Allah'ın tüm insanlara eşit olarak bahşettiği nimeti ( Fussilet 41/10 ) gasp edip, onu insanlara "para" karşılığında verme ( satma ) uygulaması, esasen olmaması gereken şeytani bir fenomendir. Nihayetinde birbirlerinin ihtiyaçlarını karşılamak için çalışan ve üreten insanların, ayrıca ürettiklerini birbirlerine "para" koşuluyla vermeleri en basit ifadeyle anlamsızdır, saçmadır. Bu sav basit bir şekilde, üç kişi üzerinden şöyle örneklenebilir.

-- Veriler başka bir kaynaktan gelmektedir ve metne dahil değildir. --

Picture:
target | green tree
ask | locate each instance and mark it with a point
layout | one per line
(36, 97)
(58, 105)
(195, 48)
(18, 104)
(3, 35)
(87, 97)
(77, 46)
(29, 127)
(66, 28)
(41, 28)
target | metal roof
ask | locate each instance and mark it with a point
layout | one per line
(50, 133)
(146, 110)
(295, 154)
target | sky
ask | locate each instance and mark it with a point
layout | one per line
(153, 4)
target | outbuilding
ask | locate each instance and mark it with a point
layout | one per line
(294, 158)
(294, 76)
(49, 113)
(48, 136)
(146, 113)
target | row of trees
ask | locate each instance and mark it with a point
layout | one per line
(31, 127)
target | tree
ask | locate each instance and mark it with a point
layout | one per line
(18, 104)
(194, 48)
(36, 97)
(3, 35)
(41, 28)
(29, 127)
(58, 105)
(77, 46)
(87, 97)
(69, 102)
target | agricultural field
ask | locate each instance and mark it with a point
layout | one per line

Birinci kişi çiftçi olup tarlada sebze üretmeye, ikinci kişi zanaatkar olup ayakkabı üretmeye, üçüncü kişi de öğretmen olup eğitimli insanlar üretmeye çalışmaktadır. Görüleceği üzere bu üç kişi, temel ihtiyaç niteliğindeki nimetleri tedarik etmek suretiyle birbirlerine hizmet etmektedirler. Dolayısıyla zaten aralarında hesaplaşmış durumda olduklarından, ayrıca "para" gibi suni bir olguya ihtiyaç duymamaktadırlar.

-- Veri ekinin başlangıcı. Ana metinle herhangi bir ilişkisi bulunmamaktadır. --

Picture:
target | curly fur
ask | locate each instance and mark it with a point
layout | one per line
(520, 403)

O halde "para" neden vardır? Bir araçmış gibi topluma benimsetilmiş olan para, esasen "aracın amaç edinilmesini, batılın putlaştırılmasını, şeytanların yüceltilmesini" sağlamak, insanları gerçekten ayırmak, onların gerçek ile ve dolayısıyla Allah ile bağını kesmek için var edilmiş hipnotik bir olgudur. Evet para bir araçtır, ama sadece şeytanın, Allah'a giden yolun üzerine oturmasını sağlayan ve insanların gerçeği algılamalarını ve Rab'bi hissetmelerini "engelleyen" bir araçtır, bir "engel"dir, bir "paravan"dır.

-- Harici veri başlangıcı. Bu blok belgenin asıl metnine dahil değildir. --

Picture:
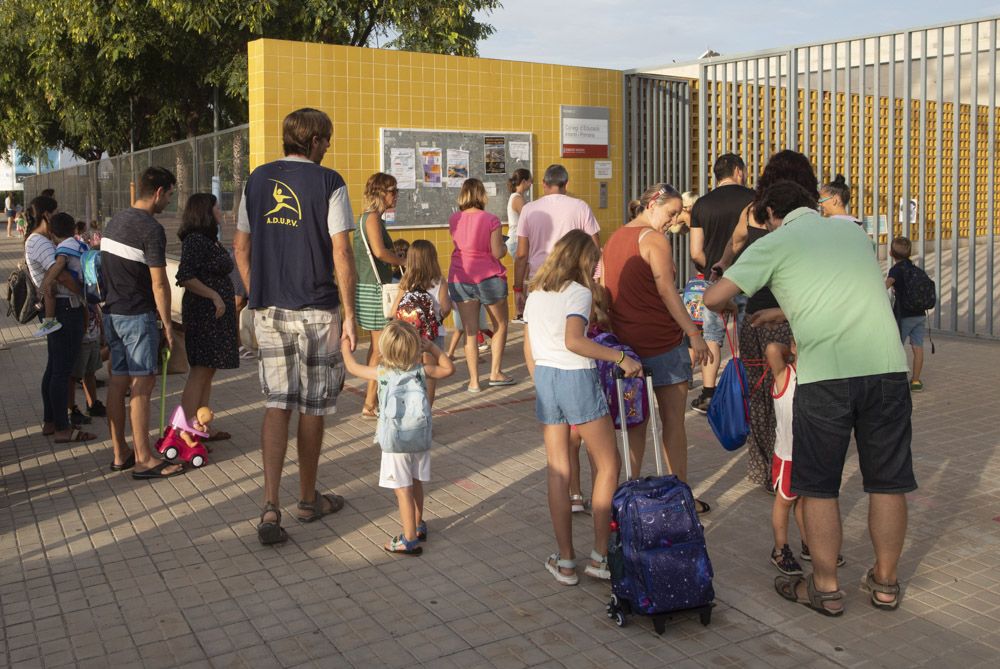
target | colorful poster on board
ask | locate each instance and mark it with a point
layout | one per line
(430, 161)
(495, 150)
(458, 167)
(403, 166)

7/16 "Öyleyse, beni azdırmandan dolayı, onlara karşı, senin doğru yolunun üstüne oturacağım." dedi.
"Para" kelimesi Farsça kökenli "Pare" ( Parça, Kesinti, Bölüm ) kelimesinin Türkçe telaffuz edilmiş halidir. Dikkat edilecek olursa kelimenin semantik derinliğinde de "bölmek, kesmek, parçalamak, ayırmak" anlamları bulunmaktadır.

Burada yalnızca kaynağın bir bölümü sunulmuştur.